You wear it. Own it.

toystory memememe

This evening, I saw a commercial on TV.  There were two little girls in the scene, sitting and coloring, and talking with their grandfather.  But what struck me is how they were dressed.  Each had on little pink frilly dresses, and tiaras.  Clearly, (hopefully), this is not how they dressed in their normal go-abouts.  But they were playing princess.

I see this frequently on commercials.

I have seen this in several other places too.  At restaurants, or on vacation.  Or more frequently, on  Facebook and such, where friends’ kids and grandkids dress up in their cute little dresses and tiaras. Cute as can be really.

I think it is grand, in so many ways.

But it made me reflect.  And, I scanned through my past.  I can pretty much assure you, I have never worn a tiara, or a pink dress, for that matter.  I think if I had wanted to, as a kid, I may have been afforded to.  Maybe.  (Okay, maybe not the princess crown, but I bet Mom would have made a pink dress for me.)

But.  On the contrary, I can remember feeling right at home in blue jeans and a sweatshirt.  Hold the phone.  Stop the presses.  Call the cops.

Okay, okay.  So you may have guessed this about me.

I can remember, not liking the feeling of being “dressed up.” In fact, as soon as we got home from church, I raced up to my room and put on my normal skivvies.  Jeans. Sweatshirt.  Tom-boy girl.

When I was pretty young, we were playing outside on a hot summer’s day.  My brothers, and the neighborhood boys mostly ran the streets without their shirts on.  It was hot.
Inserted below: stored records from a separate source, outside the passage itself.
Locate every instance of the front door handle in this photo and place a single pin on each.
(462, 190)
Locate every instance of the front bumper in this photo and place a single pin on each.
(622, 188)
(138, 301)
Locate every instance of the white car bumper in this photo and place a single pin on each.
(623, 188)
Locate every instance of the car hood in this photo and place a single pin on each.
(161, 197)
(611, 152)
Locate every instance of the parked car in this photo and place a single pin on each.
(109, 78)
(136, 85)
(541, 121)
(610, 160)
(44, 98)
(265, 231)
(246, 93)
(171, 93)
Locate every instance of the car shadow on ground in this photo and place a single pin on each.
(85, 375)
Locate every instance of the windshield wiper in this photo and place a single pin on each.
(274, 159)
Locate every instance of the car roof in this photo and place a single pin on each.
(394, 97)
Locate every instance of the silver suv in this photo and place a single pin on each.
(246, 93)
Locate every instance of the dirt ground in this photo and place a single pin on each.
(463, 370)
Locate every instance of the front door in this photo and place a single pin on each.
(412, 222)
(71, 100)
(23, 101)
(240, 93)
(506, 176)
Well, it made perfect sense to me.  So off came my t-shirt.  I am not sure how long I ran around without my shirt.  My bigger sister Julie was right there with me on this one too.  I think …. as I recall…. it was Marylin Monroe, our neighbor, who may have spotted us and alerted Mom. Hence, game over.

I played with G.I. Joes mostly.  On occasion there were the Sea Monkeys and  the Sock Monkeys.  I had friends who had Barbie Dolls, but they didn’t seem to do much, except for change clothes, and brush their hair.  G.I. Joes had tents, and rafts, and weapons, and tools.  Helicopters, and Jeeps, even. There was a LOT to be done with the G.I. Joes.  We were always saving the world.

I guess I just enjoyed playing differently than most other girls my age.  Maybe we all do.  I had one brother who was a motor-head, and another one who liked to bake.  Oh wait.  They still do.

Which leads me to this.  There are certain things about our inner-selves that are just there… comfortably.  It is the essence of who we are.  It is what feels best to us.  Deep inside, we know where and how, we like to be.

Beautiful, isn’t it?  How this works.  How natural it is for you, and you, and me too.  How could anyone expect us to deny who we are?

So with that, perhaps it is best that we should be accepting of others’ differences. It is what we are… just like I am me… and you are you.   Sometimes, it is apparent, these qualities are sewn right into our very being…just like the color of our hair, or the length of our feet.

There are so very many of us.  Yet, we all are one.  Connected.  And we need each other. There must be acceptance, not denial. Building walls between us because of who we are… is just plain wrong.


In every man there is something wherein I may learn of him, and in that I am his pupil.
—  Ralph Waldo Emerson

The measure of a man is not the number of his servants but in the number of people whom he serves.
—  Paul D. Moody

It’s all right to hold a conversation, but you should let go of it now and then.